一番重かった大きな箱を開けて取り出したのは、タコ焼き用のプレートがついたホットプレート。
うちでこれを使おうなんて思う日が来るとは思わなかった。
小さいタコ焼き機だけもあって、そっちにしようかとも思ったけれど、焼肉が好きとかいう話も聞いたので、結局こっちに決めた。

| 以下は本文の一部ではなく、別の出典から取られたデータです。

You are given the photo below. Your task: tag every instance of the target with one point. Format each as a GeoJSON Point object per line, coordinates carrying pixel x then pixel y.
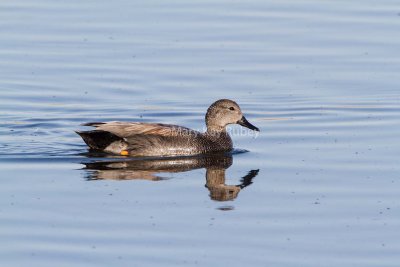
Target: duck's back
{"type": "Point", "coordinates": [150, 139]}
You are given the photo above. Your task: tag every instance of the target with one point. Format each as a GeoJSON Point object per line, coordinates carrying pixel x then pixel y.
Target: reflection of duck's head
{"type": "Point", "coordinates": [149, 169]}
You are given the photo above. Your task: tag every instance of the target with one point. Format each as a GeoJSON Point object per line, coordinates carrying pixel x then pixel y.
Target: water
{"type": "Point", "coordinates": [318, 187]}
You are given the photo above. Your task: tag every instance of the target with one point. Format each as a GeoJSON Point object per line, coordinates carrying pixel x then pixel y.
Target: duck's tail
{"type": "Point", "coordinates": [97, 139]}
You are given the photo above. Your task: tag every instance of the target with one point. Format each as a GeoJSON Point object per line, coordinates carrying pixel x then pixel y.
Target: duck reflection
{"type": "Point", "coordinates": [152, 169]}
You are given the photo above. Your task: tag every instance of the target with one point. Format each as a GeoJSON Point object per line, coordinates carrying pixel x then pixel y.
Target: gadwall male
{"type": "Point", "coordinates": [156, 139]}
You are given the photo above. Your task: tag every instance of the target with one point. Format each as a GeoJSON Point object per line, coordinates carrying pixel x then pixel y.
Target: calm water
{"type": "Point", "coordinates": [319, 186]}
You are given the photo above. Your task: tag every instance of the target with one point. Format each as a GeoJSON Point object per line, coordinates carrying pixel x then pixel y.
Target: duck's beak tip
{"type": "Point", "coordinates": [245, 123]}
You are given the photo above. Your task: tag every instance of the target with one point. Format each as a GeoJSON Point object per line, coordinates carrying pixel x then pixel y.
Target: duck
{"type": "Point", "coordinates": [139, 139]}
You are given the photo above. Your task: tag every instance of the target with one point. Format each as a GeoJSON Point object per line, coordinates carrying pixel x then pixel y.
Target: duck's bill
{"type": "Point", "coordinates": [247, 124]}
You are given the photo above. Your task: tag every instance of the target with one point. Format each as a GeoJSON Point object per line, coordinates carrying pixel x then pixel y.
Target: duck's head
{"type": "Point", "coordinates": [223, 112]}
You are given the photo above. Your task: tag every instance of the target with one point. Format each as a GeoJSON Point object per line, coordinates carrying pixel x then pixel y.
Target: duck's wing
{"type": "Point", "coordinates": [127, 129]}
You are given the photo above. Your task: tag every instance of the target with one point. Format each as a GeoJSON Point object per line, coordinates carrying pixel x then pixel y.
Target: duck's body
{"type": "Point", "coordinates": [151, 139]}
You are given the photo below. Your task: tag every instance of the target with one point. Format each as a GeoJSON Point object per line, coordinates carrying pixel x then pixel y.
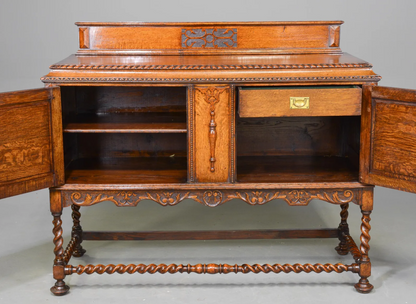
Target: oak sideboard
{"type": "Point", "coordinates": [211, 112]}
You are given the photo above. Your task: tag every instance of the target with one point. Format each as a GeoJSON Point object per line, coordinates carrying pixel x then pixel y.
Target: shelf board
{"type": "Point", "coordinates": [128, 123]}
{"type": "Point", "coordinates": [128, 170]}
{"type": "Point", "coordinates": [295, 169]}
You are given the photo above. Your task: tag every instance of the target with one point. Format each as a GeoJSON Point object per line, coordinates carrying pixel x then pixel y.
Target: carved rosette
{"type": "Point", "coordinates": [210, 198]}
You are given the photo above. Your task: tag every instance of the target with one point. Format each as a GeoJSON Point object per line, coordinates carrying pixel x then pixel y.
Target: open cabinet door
{"type": "Point", "coordinates": [388, 138]}
{"type": "Point", "coordinates": [31, 156]}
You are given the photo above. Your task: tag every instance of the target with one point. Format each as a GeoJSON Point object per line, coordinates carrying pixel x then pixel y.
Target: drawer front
{"type": "Point", "coordinates": [299, 101]}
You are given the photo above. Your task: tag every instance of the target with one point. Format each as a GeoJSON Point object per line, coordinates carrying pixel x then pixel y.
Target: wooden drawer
{"type": "Point", "coordinates": [310, 101]}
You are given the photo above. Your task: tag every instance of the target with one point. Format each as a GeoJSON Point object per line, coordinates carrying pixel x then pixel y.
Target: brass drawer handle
{"type": "Point", "coordinates": [299, 102]}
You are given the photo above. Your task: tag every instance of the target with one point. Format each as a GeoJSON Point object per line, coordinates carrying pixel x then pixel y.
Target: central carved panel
{"type": "Point", "coordinates": [212, 133]}
{"type": "Point", "coordinates": [209, 38]}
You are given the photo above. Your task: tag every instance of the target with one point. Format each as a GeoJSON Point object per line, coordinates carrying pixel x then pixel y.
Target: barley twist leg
{"type": "Point", "coordinates": [363, 284]}
{"type": "Point", "coordinates": [77, 231]}
{"type": "Point", "coordinates": [343, 230]}
{"type": "Point", "coordinates": [60, 288]}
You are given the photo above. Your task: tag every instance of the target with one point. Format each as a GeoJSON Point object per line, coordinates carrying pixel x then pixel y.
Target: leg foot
{"type": "Point", "coordinates": [79, 252]}
{"type": "Point", "coordinates": [60, 288]}
{"type": "Point", "coordinates": [363, 286]}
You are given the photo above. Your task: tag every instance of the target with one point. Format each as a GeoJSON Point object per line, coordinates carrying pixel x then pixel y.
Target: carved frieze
{"type": "Point", "coordinates": [208, 67]}
{"type": "Point", "coordinates": [209, 38]}
{"type": "Point", "coordinates": [210, 198]}
{"type": "Point", "coordinates": [48, 79]}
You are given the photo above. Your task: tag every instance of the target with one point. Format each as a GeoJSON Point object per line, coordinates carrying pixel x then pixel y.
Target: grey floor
{"type": "Point", "coordinates": [26, 253]}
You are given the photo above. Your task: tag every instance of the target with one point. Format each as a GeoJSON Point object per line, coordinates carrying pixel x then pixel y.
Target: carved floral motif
{"type": "Point", "coordinates": [211, 198]}
{"type": "Point", "coordinates": [212, 97]}
{"type": "Point", "coordinates": [209, 38]}
{"type": "Point", "coordinates": [23, 154]}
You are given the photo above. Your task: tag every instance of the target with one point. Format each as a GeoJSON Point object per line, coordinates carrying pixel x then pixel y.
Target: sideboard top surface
{"type": "Point", "coordinates": [210, 52]}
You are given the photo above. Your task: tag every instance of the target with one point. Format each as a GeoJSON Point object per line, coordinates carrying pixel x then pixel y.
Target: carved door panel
{"type": "Point", "coordinates": [30, 141]}
{"type": "Point", "coordinates": [211, 134]}
{"type": "Point", "coordinates": [388, 138]}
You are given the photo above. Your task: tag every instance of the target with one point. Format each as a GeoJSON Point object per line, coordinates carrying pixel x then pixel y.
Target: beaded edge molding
{"type": "Point", "coordinates": [223, 80]}
{"type": "Point", "coordinates": [208, 67]}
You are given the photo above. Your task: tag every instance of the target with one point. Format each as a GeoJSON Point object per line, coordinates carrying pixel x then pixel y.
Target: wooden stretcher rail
{"type": "Point", "coordinates": [209, 268]}
{"type": "Point", "coordinates": [209, 235]}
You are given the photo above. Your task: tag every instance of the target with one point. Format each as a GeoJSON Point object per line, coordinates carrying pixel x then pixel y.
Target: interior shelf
{"type": "Point", "coordinates": [128, 170]}
{"type": "Point", "coordinates": [294, 168]}
{"type": "Point", "coordinates": [165, 122]}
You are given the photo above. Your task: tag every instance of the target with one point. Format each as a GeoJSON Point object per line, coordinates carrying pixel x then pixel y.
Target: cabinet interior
{"type": "Point", "coordinates": [126, 135]}
{"type": "Point", "coordinates": [297, 149]}
{"type": "Point", "coordinates": [122, 135]}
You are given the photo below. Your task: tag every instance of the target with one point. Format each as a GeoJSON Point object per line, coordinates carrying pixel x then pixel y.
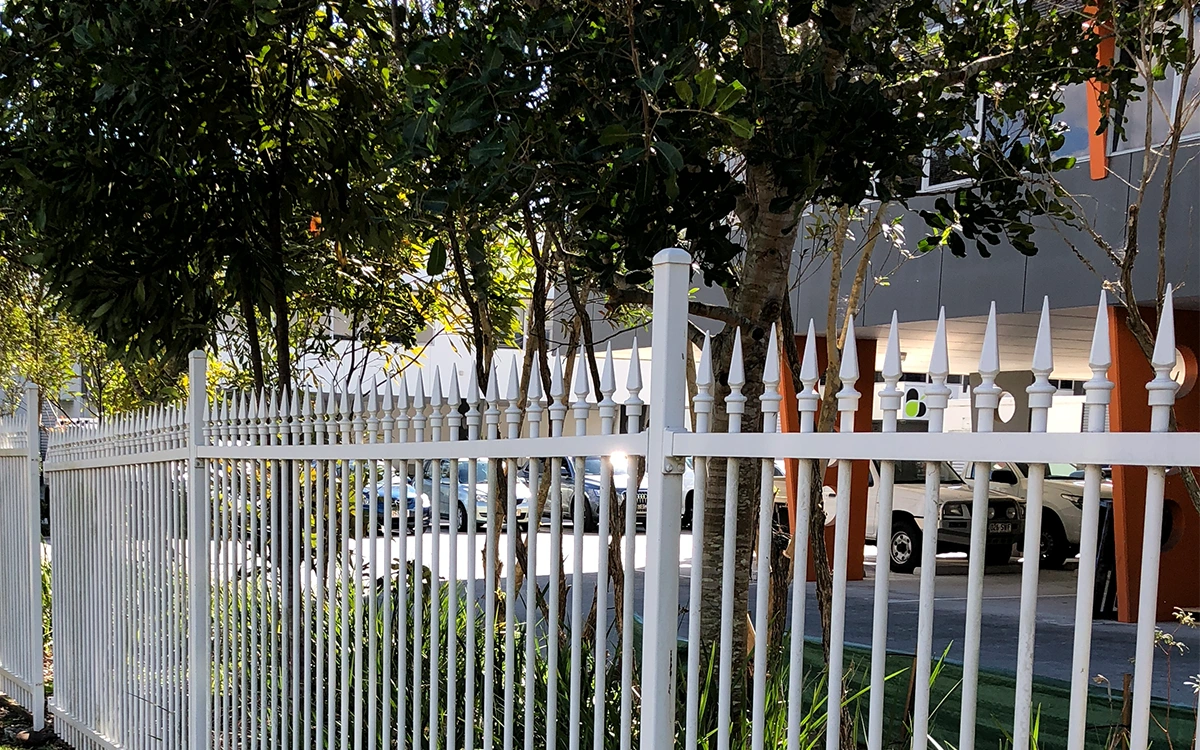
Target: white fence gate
{"type": "Point", "coordinates": [119, 575]}
{"type": "Point", "coordinates": [21, 561]}
{"type": "Point", "coordinates": [359, 581]}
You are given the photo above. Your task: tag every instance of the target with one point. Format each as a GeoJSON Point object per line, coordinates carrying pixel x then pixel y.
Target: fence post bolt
{"type": "Point", "coordinates": [669, 342]}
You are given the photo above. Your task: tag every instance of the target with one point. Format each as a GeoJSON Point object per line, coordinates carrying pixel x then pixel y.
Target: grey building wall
{"type": "Point", "coordinates": [919, 285]}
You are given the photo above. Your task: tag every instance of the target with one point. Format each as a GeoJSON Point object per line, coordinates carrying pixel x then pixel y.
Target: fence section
{"type": "Point", "coordinates": [21, 561]}
{"type": "Point", "coordinates": [120, 617]}
{"type": "Point", "coordinates": [408, 568]}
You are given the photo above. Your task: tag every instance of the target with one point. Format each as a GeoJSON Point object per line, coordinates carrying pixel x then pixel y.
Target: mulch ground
{"type": "Point", "coordinates": [15, 730]}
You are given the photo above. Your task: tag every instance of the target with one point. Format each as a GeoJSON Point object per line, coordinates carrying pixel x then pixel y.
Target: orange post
{"type": "Point", "coordinates": [1177, 583]}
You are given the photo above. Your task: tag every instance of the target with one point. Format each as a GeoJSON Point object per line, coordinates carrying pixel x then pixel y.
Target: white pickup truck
{"type": "Point", "coordinates": [1006, 516]}
{"type": "Point", "coordinates": [1062, 503]}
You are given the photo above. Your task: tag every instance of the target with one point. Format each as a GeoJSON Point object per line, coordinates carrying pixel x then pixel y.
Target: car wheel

一度水で流したり、コンセントを繋げたりして、テーブルの上にセット。
それから、タコやネギを切って下準備は完了。
あとは奏斗が帰ってきたら、粉溶けばいいか。
ひとまず準備を完了して、先にシャワーを浴びてしまうことにした。
――――……そういや、葛城、うまく断ったかな……。
お湯を浴びながら昼間の電話を思い出すが、まあうまくやってくれてるはず、とすぐ切り替えた。バスルームから出ると、十九時前。意外と買い物と準備に時間かかったなと思いながらスマホを見ると、十分前に奏斗からのメッセージが入っていた。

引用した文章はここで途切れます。